Ask HN: Self-study of basic accounting principles? - tokenadult

I did the expected HN search before asking. I'm wondering what recommendations you business owners have for learning enough about accounting principles for a business to maintain the business accounts during the initial growth phase and to understand what the professionals (accountants, lawyers, bankers) advise about business financial decisions. I'm very willing to do hard work in materials that have lots of exercises and problems, but we (co-founders and I) have very little accounting or even bookkeeping background. Are there online courses in accounting? What books are good about small business accounting? What other resources do you recommend? What software tools for actually keeping the books work well?
======
bigohms
Must read for finance: [http://www.amazon.com/Finance-Managers-Harvard-
Business-Esse...](http://www.amazon.com/Finance-Managers-Harvard-Business-
Essentials/dp/1578518768/ref=sr_1_3?ie=UTF8&qid=1318341646&sr=8-3)
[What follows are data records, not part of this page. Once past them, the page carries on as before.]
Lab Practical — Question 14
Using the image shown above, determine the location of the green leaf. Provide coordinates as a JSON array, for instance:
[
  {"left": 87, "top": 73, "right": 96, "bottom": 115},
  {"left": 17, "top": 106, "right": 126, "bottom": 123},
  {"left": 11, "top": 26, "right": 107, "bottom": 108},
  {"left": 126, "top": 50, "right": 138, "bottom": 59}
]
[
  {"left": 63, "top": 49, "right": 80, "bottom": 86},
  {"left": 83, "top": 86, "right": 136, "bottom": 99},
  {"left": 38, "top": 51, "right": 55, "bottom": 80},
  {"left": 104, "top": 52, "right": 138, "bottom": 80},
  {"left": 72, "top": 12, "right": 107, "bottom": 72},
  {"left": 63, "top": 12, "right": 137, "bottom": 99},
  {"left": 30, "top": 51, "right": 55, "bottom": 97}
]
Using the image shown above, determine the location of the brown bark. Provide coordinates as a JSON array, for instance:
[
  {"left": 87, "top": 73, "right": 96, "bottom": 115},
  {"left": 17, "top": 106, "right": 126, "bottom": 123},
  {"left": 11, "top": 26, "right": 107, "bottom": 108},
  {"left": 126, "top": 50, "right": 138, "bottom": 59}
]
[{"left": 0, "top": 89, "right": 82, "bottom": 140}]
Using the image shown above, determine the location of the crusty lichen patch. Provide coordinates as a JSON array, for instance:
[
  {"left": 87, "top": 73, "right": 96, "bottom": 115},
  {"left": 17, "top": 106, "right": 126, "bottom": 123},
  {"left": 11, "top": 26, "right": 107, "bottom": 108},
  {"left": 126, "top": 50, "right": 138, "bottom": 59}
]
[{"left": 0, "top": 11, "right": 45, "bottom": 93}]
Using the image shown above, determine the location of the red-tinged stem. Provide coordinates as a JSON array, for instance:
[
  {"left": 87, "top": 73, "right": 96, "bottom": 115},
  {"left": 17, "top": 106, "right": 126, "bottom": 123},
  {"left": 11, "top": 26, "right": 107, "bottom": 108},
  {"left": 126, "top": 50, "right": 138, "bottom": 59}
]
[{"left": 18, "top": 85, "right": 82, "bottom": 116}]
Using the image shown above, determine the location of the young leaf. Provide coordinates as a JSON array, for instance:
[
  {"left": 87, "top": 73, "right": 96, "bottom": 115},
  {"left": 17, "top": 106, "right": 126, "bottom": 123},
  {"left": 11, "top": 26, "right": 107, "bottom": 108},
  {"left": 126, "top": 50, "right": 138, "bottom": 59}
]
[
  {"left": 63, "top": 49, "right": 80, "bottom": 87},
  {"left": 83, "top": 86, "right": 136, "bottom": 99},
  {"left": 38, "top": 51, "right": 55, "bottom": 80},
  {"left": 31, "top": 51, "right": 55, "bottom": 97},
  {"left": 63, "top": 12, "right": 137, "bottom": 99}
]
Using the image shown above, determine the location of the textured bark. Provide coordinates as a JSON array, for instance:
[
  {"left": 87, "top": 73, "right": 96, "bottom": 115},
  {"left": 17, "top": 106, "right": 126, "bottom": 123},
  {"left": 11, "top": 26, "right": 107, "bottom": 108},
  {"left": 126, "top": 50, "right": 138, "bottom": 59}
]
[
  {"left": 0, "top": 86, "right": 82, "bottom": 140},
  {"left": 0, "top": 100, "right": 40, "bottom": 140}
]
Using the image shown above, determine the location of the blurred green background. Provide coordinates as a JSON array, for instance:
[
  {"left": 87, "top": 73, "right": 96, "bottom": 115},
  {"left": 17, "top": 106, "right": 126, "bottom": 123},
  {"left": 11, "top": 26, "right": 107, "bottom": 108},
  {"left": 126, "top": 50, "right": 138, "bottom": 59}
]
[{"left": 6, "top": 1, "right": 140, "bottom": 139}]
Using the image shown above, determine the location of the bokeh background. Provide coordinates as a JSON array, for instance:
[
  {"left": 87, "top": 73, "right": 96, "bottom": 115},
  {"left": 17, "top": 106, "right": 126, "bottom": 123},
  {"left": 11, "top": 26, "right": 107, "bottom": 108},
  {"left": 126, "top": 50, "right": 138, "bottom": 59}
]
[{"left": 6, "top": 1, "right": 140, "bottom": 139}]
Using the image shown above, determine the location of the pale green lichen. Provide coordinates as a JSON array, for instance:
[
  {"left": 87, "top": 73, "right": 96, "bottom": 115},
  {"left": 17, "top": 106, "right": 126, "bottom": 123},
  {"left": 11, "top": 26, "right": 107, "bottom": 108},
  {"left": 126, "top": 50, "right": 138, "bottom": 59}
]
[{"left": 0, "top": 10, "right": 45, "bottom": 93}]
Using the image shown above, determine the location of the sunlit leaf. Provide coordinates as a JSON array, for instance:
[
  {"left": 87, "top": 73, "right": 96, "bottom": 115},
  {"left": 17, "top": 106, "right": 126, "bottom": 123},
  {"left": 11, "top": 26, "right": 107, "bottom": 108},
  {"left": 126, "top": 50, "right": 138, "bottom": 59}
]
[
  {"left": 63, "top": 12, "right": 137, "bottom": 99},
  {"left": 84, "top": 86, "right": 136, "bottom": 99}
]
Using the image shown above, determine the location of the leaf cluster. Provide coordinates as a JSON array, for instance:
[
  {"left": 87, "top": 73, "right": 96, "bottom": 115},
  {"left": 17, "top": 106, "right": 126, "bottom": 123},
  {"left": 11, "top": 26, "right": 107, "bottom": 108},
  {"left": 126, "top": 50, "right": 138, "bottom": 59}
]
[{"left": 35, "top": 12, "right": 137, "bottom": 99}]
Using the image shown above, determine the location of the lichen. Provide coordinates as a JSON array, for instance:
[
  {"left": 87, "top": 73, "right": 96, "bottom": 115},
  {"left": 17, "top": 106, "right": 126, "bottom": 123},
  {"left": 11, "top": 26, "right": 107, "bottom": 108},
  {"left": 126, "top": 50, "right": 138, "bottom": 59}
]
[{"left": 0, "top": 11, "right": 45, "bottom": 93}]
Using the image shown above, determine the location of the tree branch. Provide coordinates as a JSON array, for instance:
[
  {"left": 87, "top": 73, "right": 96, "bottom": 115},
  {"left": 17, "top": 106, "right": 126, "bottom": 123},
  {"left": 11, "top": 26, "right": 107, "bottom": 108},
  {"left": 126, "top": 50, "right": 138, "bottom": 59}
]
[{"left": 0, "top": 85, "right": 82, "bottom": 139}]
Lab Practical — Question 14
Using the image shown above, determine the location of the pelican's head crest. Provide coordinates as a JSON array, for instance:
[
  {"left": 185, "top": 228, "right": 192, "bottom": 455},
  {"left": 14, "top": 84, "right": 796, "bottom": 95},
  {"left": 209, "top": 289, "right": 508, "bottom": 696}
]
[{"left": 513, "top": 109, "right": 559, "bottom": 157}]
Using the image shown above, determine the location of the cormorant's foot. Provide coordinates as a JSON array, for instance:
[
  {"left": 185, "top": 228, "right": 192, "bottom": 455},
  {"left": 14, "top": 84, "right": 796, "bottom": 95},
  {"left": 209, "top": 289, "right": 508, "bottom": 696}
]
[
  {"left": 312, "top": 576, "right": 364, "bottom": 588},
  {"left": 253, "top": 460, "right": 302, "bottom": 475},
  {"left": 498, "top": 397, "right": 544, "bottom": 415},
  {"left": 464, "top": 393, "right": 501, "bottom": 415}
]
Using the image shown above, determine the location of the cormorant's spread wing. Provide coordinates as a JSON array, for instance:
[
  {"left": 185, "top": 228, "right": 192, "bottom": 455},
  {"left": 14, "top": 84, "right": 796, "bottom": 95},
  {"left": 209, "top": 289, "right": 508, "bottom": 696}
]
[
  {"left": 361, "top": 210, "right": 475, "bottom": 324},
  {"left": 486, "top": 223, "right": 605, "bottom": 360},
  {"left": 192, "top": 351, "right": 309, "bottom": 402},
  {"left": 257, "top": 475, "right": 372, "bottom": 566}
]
Business accounting: [http://www.amazon.com/Frank-Woods-Business-
Accounting-v/dp/0...](http://www.amazon.com/Frank-Woods-Business-
Accounting-v/dp/0273712128/ref=sr_1_2?ie=UTF8&qid=1318341690&sr=8-2)

------
tokenadult
There does seem to be an online course in principles of accounting

[http://www.aleks.com/about_aleks/course_products?cmscache=de...](http://www.aleks.com/about_aleks/course_products?cmscache=detailed&detailed=gbusiness11_poacs#gbusiness11_poacs)

that looks reasonably inexpensive and thorough, but I don't know how well the
online exercises will translate to planning a new accounting system for our
business(es).

------
mjs00
A service like QuickBooks Online (<http://quickbooksonline.intuit.com/>)
combined with a part-time/hourly bookkeeper (a few hours a month) who has
experience in technology startups might be your best bet, then you can focus
on products and customers.